Jamie Coots, the snake-handling Kentucky pastor who starred in the National Geographic reality show “Snake Salvation,” died this past weekend after refusing treatment for a snakebite. Snake-handlers tend to be an embarrassment to most other Christians. But here’s the problem: they’re following exactly what the Bible says in Mark 16:16-18: “The one who believes and is baptized will be saved; but the one who does not believe will be condemned. And these signs will accompany those who believe: by using my name they will cast out demons; they will speak in new tongues; they will pick up snakes in their hands, and if they drink any deadly thing, it will not hurt them; they will lay their hands on the sick, and they will recover.”
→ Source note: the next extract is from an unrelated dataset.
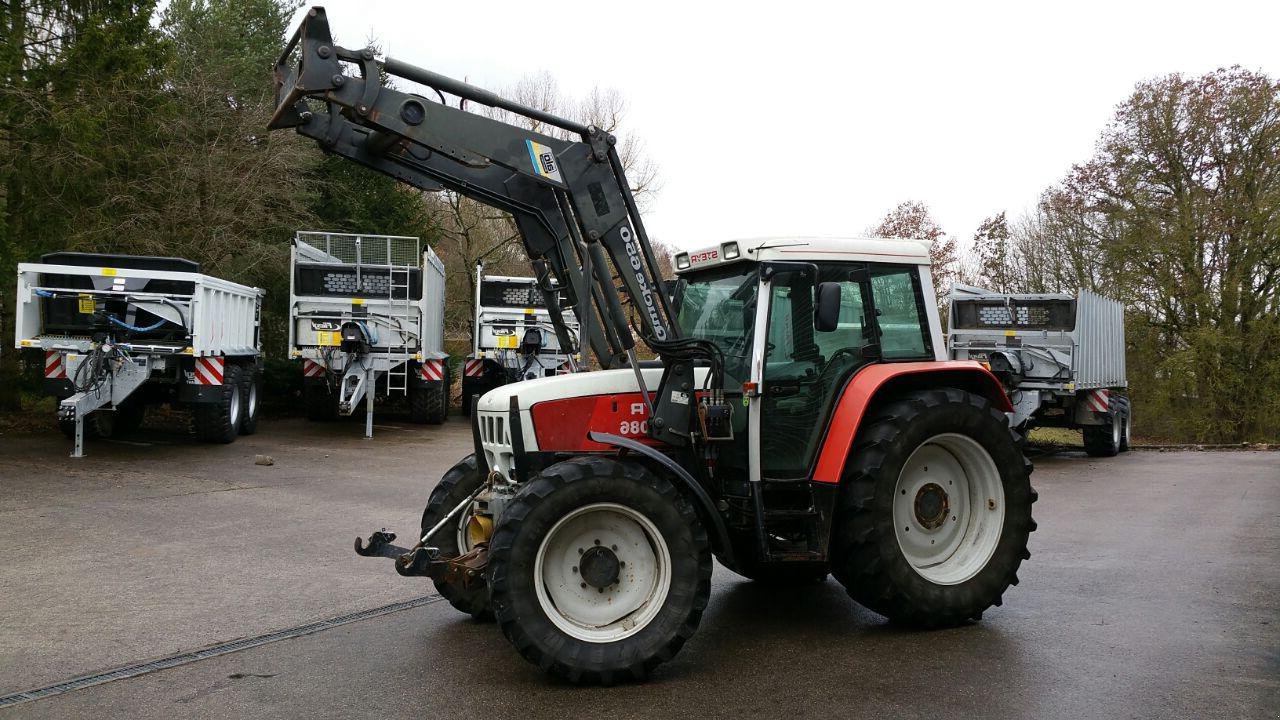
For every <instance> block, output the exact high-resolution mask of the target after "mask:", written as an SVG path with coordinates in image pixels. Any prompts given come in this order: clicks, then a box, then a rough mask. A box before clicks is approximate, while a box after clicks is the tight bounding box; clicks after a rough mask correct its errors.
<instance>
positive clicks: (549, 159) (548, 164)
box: [525, 140, 564, 182]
There really isn’t any fudge room in this passage in Mark. They way to determine whether you “believe” in the form of believing that means that you’re “saved” is to check for five signs: 1) casting out demons, 2) speaking in tongues, 3) snake-handling, 4) poison-drinking, and 5) faith-healing. It says plainly that “these signs will accompany those who believe.” So the Biblical inerrantists have a bit of an awkward situation on their hands with this text. Recent Biblical scholars have raised questions about the legitimacy of Mark 16:9-20, pointing out that many manuscripts have Mark ending at Mark 16:8. But in the King James Version, Mark 16 goes through verse 20 without any bracketing or questions raised, so why should you trust modern secular scholars to tell you what belongs in the Bible and what doesn’t?
My question for the Biblical inerrantists is this: on what basis do you exclude this passage from being authoritative scripture? Because if you don’t, you’d better find some snakes to handle and poison to drink if you’re truly a believer. Is there really any basis for not handling snakes other than to appeal to common sense and scientific knowledge that doesn’t come from the Bible? If you say this verse doesn’t apply to your life just because it’s difficult and counter-cultural, then what will stop you from throwing the whole Bible out on that same basis?
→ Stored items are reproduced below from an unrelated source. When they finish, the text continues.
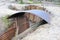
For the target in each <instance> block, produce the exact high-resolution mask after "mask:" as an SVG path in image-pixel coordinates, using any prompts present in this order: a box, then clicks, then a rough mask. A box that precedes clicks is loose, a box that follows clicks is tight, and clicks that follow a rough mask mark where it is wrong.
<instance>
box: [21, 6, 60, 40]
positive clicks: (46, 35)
mask: <svg viewBox="0 0 60 40" xmlns="http://www.w3.org/2000/svg"><path fill="white" fill-rule="evenodd" d="M45 8H46V9H47V10H48V11H50V12H51V14H52V15H51V23H50V24H45V25H42V26H39V27H38V29H37V30H36V31H34V32H33V33H31V34H29V35H27V36H26V37H25V38H23V39H21V40H60V23H59V22H60V11H59V10H60V7H53V6H45Z"/></svg>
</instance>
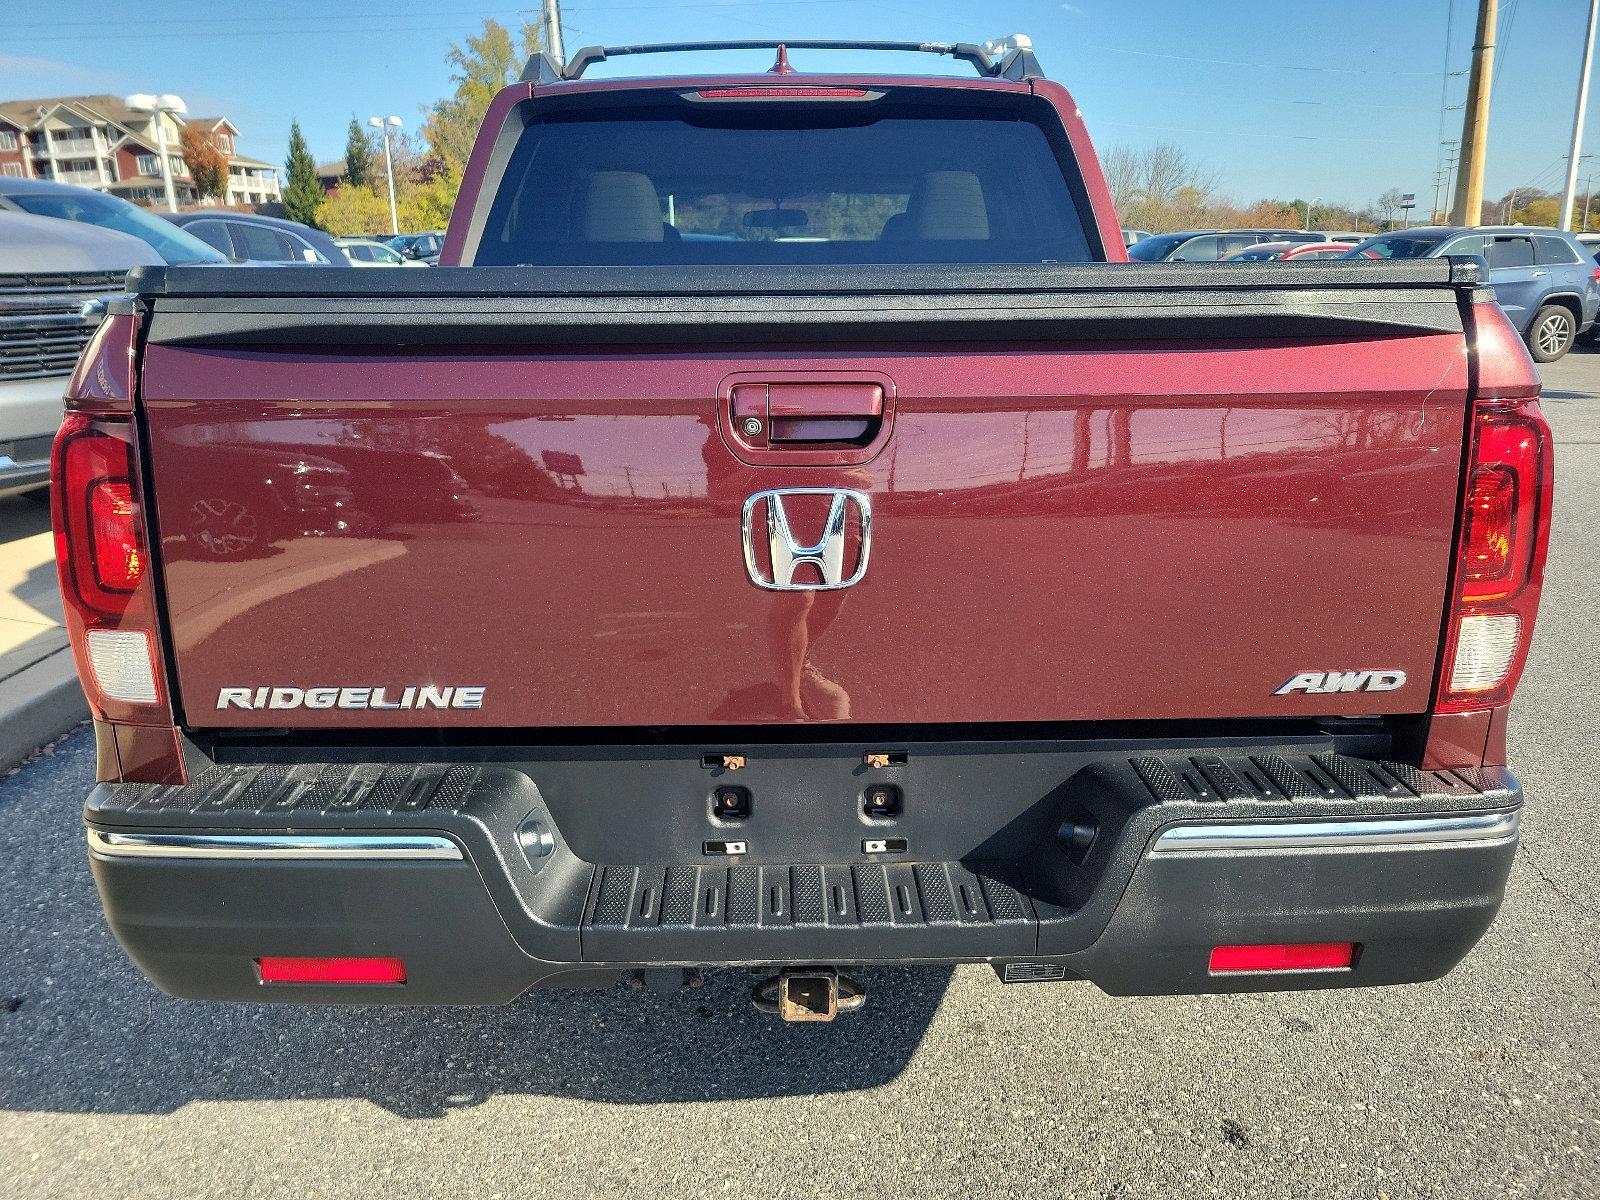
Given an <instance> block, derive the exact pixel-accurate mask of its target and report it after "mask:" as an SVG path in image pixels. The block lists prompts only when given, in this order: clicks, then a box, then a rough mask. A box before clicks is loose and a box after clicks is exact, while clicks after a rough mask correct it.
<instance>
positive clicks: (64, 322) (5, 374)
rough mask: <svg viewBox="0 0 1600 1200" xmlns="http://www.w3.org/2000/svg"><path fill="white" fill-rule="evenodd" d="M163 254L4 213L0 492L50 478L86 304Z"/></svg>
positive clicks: (79, 341)
mask: <svg viewBox="0 0 1600 1200" xmlns="http://www.w3.org/2000/svg"><path fill="white" fill-rule="evenodd" d="M160 262H162V256H160V254H158V253H157V251H155V248H154V246H150V245H149V243H147V242H142V240H139V238H136V237H131V235H130V234H118V232H115V230H112V229H101V227H98V226H88V224H82V222H70V221H59V219H56V218H48V216H32V214H29V213H16V211H11V210H0V496H14V494H19V493H24V491H32V490H35V488H42V486H43V485H45V483H48V480H50V443H51V438H54V435H56V429H58V427H59V426H61V394H62V392H64V390H66V384H67V376H70V374H72V368H74V366H75V365H77V360H78V352H80V350H82V349H83V346H85V342H88V339H90V334H93V333H94V325H93V323H88V322H86V320H85V318H83V315H82V312H80V310H82V307H83V304H85V302H88V301H96V299H101V298H104V296H109V294H115V293H122V291H126V277H128V270H130V269H133V267H144V266H155V264H160Z"/></svg>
I feel safe not applying these five supernatural signs as a test of my own faith because I interpret the Bible according to the “love hermeneutic” introduced by Augustine in his De Doctrina Christiana. This love hermeneutic is based on Jesus’ statement that “all the law and the prophets hang on [the] commandments” to love God and love your neighbor (Matthew 22:40). Unless I can show how a Biblical teaching contributes to increasing my love for God or love for my neighbor, then it can’t be applied prescriptively to my life. This is true not only of snake-handling, but everything else in the Bible.